Lá estava ele, o rosto delicado e quase feminino de Kuroko Tetsuya. Seus olhos fechados estavam emoldurados por olheiras fundas, o rosto mais magro do que jamais havia sido. Lágrimas secas manchavam seu rosto, seus lábios estavam machucados pelo o que pareciam ser marcas de mordidas. Seu corpo estava nu, os braços manchados de sangue seco com um corte vertical em cada um, feito em cima de outros vários cortes horizontais.

Akashi quase podia ver os ossos dos finos braços de Kuroko, tamanha era a profundidade da ferida. Seus joelhos ainda não haviam cedido, até que se aproximou, beijando delicadamente e com todo o carinho guardado em seu coração a testa do garoto.

- Me desculpe... Tetsuya... – O ruivo começou a chorar, enquanto os paramédicos apenas observavam, sem reação. – Me desculpe por não ter te salvado antes, Tetsuya!

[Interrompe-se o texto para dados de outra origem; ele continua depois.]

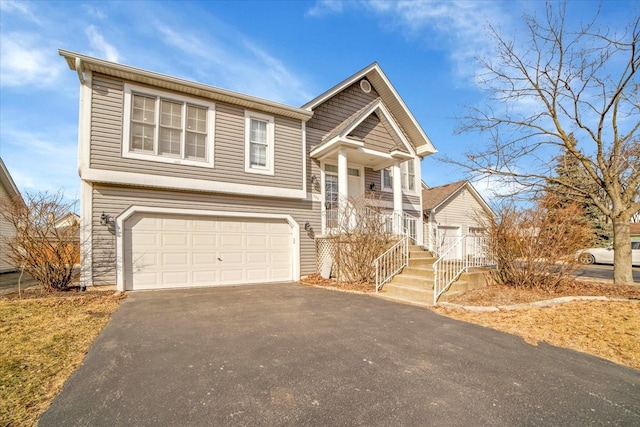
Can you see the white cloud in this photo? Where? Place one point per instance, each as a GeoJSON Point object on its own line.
{"type": "Point", "coordinates": [9, 6]}
{"type": "Point", "coordinates": [93, 11]}
{"type": "Point", "coordinates": [232, 61]}
{"type": "Point", "coordinates": [25, 61]}
{"type": "Point", "coordinates": [105, 49]}
{"type": "Point", "coordinates": [325, 7]}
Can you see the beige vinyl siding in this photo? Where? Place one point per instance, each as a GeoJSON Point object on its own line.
{"type": "Point", "coordinates": [6, 232]}
{"type": "Point", "coordinates": [229, 137]}
{"type": "Point", "coordinates": [375, 135]}
{"type": "Point", "coordinates": [337, 109]}
{"type": "Point", "coordinates": [115, 199]}
{"type": "Point", "coordinates": [387, 196]}
{"type": "Point", "coordinates": [461, 210]}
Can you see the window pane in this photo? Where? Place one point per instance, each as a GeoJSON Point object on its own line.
{"type": "Point", "coordinates": [331, 168]}
{"type": "Point", "coordinates": [258, 131]}
{"type": "Point", "coordinates": [411, 175]}
{"type": "Point", "coordinates": [143, 109]}
{"type": "Point", "coordinates": [169, 142]}
{"type": "Point", "coordinates": [196, 119]}
{"type": "Point", "coordinates": [258, 155]}
{"type": "Point", "coordinates": [171, 114]}
{"type": "Point", "coordinates": [142, 137]}
{"type": "Point", "coordinates": [386, 179]}
{"type": "Point", "coordinates": [196, 146]}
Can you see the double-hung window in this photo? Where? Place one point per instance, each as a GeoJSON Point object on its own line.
{"type": "Point", "coordinates": [259, 143]}
{"type": "Point", "coordinates": [167, 127]}
{"type": "Point", "coordinates": [408, 175]}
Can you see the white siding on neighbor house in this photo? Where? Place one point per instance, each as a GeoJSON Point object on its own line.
{"type": "Point", "coordinates": [229, 154]}
{"type": "Point", "coordinates": [461, 210]}
{"type": "Point", "coordinates": [6, 232]}
{"type": "Point", "coordinates": [115, 199]}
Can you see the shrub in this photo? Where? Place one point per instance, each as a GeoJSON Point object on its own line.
{"type": "Point", "coordinates": [536, 247]}
{"type": "Point", "coordinates": [46, 252]}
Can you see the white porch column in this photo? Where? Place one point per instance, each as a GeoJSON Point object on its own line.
{"type": "Point", "coordinates": [343, 182]}
{"type": "Point", "coordinates": [397, 198]}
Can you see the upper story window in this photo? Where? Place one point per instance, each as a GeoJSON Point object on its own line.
{"type": "Point", "coordinates": [259, 143]}
{"type": "Point", "coordinates": [167, 128]}
{"type": "Point", "coordinates": [408, 177]}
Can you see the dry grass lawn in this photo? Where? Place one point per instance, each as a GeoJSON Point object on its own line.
{"type": "Point", "coordinates": [43, 339]}
{"type": "Point", "coordinates": [607, 329]}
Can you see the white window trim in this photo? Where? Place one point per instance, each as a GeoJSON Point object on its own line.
{"type": "Point", "coordinates": [126, 133]}
{"type": "Point", "coordinates": [384, 188]}
{"type": "Point", "coordinates": [269, 169]}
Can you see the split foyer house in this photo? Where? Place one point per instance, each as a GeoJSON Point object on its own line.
{"type": "Point", "coordinates": [185, 184]}
{"type": "Point", "coordinates": [8, 193]}
{"type": "Point", "coordinates": [452, 211]}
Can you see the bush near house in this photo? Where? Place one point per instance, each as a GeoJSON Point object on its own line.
{"type": "Point", "coordinates": [535, 248]}
{"type": "Point", "coordinates": [46, 252]}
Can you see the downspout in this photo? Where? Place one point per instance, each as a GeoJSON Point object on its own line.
{"type": "Point", "coordinates": [80, 70]}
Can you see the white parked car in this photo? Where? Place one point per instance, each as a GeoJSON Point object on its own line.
{"type": "Point", "coordinates": [605, 255]}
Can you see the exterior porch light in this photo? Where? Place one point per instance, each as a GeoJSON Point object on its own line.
{"type": "Point", "coordinates": [106, 219]}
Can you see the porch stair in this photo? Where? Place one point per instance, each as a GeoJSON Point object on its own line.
{"type": "Point", "coordinates": [414, 285]}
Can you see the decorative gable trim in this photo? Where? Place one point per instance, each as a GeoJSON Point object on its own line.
{"type": "Point", "coordinates": [390, 97]}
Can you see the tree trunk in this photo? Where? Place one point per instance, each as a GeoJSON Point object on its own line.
{"type": "Point", "coordinates": [622, 272]}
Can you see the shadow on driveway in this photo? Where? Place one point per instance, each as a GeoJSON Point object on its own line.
{"type": "Point", "coordinates": [286, 354]}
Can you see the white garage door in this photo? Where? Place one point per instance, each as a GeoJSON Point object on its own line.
{"type": "Point", "coordinates": [163, 251]}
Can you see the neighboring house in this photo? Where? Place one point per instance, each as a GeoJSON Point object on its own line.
{"type": "Point", "coordinates": [452, 211]}
{"type": "Point", "coordinates": [184, 184]}
{"type": "Point", "coordinates": [8, 192]}
{"type": "Point", "coordinates": [634, 230]}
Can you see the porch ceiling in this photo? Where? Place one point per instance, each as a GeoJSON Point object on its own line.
{"type": "Point", "coordinates": [356, 153]}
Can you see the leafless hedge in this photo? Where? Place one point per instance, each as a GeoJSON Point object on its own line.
{"type": "Point", "coordinates": [535, 248]}
{"type": "Point", "coordinates": [361, 233]}
{"type": "Point", "coordinates": [46, 252]}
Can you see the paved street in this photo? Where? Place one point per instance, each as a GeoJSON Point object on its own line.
{"type": "Point", "coordinates": [286, 354]}
{"type": "Point", "coordinates": [603, 271]}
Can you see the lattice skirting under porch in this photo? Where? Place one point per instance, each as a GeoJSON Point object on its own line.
{"type": "Point", "coordinates": [325, 252]}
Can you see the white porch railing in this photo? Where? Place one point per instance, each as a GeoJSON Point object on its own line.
{"type": "Point", "coordinates": [464, 253]}
{"type": "Point", "coordinates": [391, 262]}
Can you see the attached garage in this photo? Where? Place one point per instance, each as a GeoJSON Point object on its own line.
{"type": "Point", "coordinates": [173, 250]}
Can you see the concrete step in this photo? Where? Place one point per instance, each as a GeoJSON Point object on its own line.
{"type": "Point", "coordinates": [411, 279]}
{"type": "Point", "coordinates": [419, 294]}
{"type": "Point", "coordinates": [421, 262]}
{"type": "Point", "coordinates": [422, 271]}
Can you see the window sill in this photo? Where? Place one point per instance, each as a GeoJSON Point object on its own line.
{"type": "Point", "coordinates": [172, 160]}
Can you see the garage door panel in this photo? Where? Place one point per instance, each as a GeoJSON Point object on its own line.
{"type": "Point", "coordinates": [175, 239]}
{"type": "Point", "coordinates": [175, 258]}
{"type": "Point", "coordinates": [231, 240]}
{"type": "Point", "coordinates": [203, 258]}
{"type": "Point", "coordinates": [168, 251]}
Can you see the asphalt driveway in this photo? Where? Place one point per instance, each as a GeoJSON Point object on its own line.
{"type": "Point", "coordinates": [286, 354]}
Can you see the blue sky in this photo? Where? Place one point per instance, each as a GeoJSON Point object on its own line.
{"type": "Point", "coordinates": [286, 51]}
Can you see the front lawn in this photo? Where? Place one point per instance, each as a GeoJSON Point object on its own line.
{"type": "Point", "coordinates": [43, 339]}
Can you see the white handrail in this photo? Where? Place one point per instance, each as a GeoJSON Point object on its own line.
{"type": "Point", "coordinates": [391, 262]}
{"type": "Point", "coordinates": [446, 271]}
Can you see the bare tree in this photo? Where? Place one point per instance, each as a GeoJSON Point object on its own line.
{"type": "Point", "coordinates": [45, 249]}
{"type": "Point", "coordinates": [572, 90]}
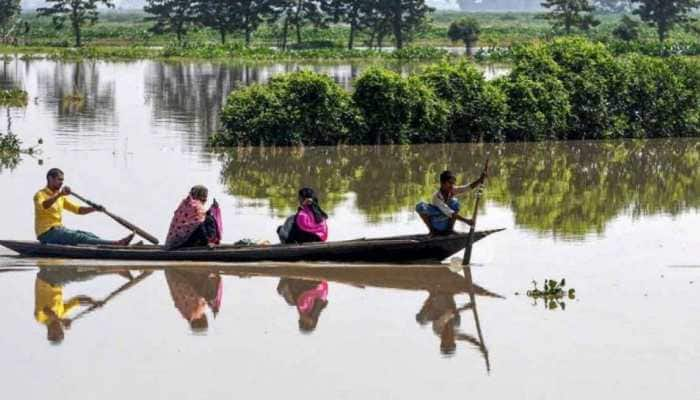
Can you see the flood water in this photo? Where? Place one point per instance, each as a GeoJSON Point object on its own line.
{"type": "Point", "coordinates": [618, 220]}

Nos desculpe, Tetsuya... – O geralmente calmo e composto Akashi se perdeu em lágrimas.

 

“Você não quer saber a minha história”

- Tetsu! – Gritava Aomine, os olhos encharcados em lágrimas sentidas e os lábios contorcidos em dor. – Acorde... ACORDE TETSU!

“Você não viu o que eu vi, não ouviu o que eu ouvi, não passou pelo o que eu passei”

- Kurokocchi, Kurokocchi... – Sussurrava, abraçando as roupas encharcadas em sangue de seu querido, pequeno Kuroko. A visão de encontra-lo sangrando no chão de seu quarto nunca iria deixar sua mente.

“Eu não era querido, não era desejado, não era ouvido e principalmente, eu nunca fui visto”

- Isso não está acontecendo, isso não está acontecendo... – Sussurrava Midorima, repetidas e repetidas vezes, se balançando para frente e para trás. Murasakibara caiu em seus joelhos, sem qualquer reação. Seu rosto demonstrava completo, cru e inegável choque.

“Essa não é a história da minha vida”

- Tetsuya... – Chamava Akashi, beijando a testa do pálido e gelado corpo do azulado diversas vezes. – Tetsuya...

“Essa é a história do meu fim. ” – Kuroko Tetsuya


Notas Finais


Espero que tenham gostado desse one-shot, queria colocar ele já faz um tempo. Obrigada por lerem!